Le social et ses institutions :
la famille et la nation
Si "l'inconscient est le social", il est la brèche par laquelle les signifiants du social s'engouffrent dans l'entreprise.
On ne cesse de mettre en avant depuis quelques années la supériorité des performances de l'entreprise familiale sur celles de l'entreprise publique. On invoque en général la prudence ; c'est probablement vrai, mais j'ai eu l'occasion de constater que souvent les dirigeants des premières entretiennent, certes de façon inconsciente, de meilleurs rapports avec le capital signifiant de l''entreprise que ne le font les dirigeants des secondes. Les difficultés du Club Med après le départ des Trigano père et fils, de même que l'échec de John Sculley à la tête d'Apple dans les années 70, sont des exemples parmi d'autres.
On sous-estime encore largement la fonction capitalistique de l'entreprise. En France, on raisonne volontiers en terme de gouvernance là où d'autres, c'est le cas en Suède et en Finlande, s'intéressent à ce qu'ils nomment la "ownership function".
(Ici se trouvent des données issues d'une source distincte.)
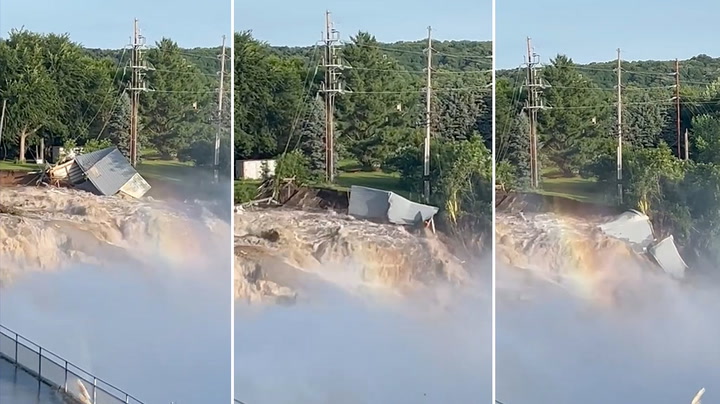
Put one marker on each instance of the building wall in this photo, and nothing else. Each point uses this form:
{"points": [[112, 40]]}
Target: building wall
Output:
{"points": [[253, 169]]}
Contrairement à ce qu'on pourrait croire, le capital social remplit une fonction importante dans l'entreprise, non seulement par la façon dont s'y organise la gouvernance, mais aussi par l'identité des actionnaires. Le lien entre capital social et capital signifiant est une clé indispensable pour comprendre une entreprise et agir sur ses performances, le premier pouvant renforcer ou affaiblir le second.
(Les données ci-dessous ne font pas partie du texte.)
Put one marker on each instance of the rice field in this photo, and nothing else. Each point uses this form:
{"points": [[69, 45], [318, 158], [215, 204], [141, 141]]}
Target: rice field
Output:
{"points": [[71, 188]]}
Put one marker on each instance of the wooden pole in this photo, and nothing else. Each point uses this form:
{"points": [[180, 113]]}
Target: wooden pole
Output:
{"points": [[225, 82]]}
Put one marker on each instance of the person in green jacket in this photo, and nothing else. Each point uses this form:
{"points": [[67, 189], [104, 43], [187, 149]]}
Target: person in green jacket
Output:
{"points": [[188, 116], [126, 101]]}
Les nations, comme les familles ou les personnes, sont une fabrique de signifiants, pour reprendre les termes de Pierre Legendre. On a voulu croire, dans les années 80, à la multinationale totale, c'est à dire définitivement émancipée des cultures liées aux pays. On se rend compte aujourd'hui qu'on a trop rapidement confondu possession du capital et nationalité d'une part, et théorie et pratique du management d'autre part.Il est intéressant de constater par exemple le succès que rencontre le signifiant Suède dans la façon dont il est "marchandé" par un groupe comme Ikea. Une société comme Renault, pour prendre un autre exemple, conservera des traits spécifiquement français indépendamment de la nationalité de ses actionnaires. La fameuse "vitrine sociale" de l'après-guerre a aussi été celle de l'inconscient de tout un pays.
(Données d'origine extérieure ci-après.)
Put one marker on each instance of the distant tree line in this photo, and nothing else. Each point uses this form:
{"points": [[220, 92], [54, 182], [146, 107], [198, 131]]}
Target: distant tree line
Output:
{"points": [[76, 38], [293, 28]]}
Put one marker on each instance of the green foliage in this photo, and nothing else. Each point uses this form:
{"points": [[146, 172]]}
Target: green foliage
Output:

L'évolution actuelle du capitalisme mondial est un puissant révélateur ; il montre à quel point l'identité de l'entreprise est bien moins l'emprunt d'une image qu'une production signifiante. Je le redis, l'entreprise n'est pas un objet en quête de parure mais un sujet proposant une signature. Le signifiant, qu'il soit transmis par l'entrepreneur, sa famille ou son pays, est l'encre qui lui permet de s'imprimer durablement.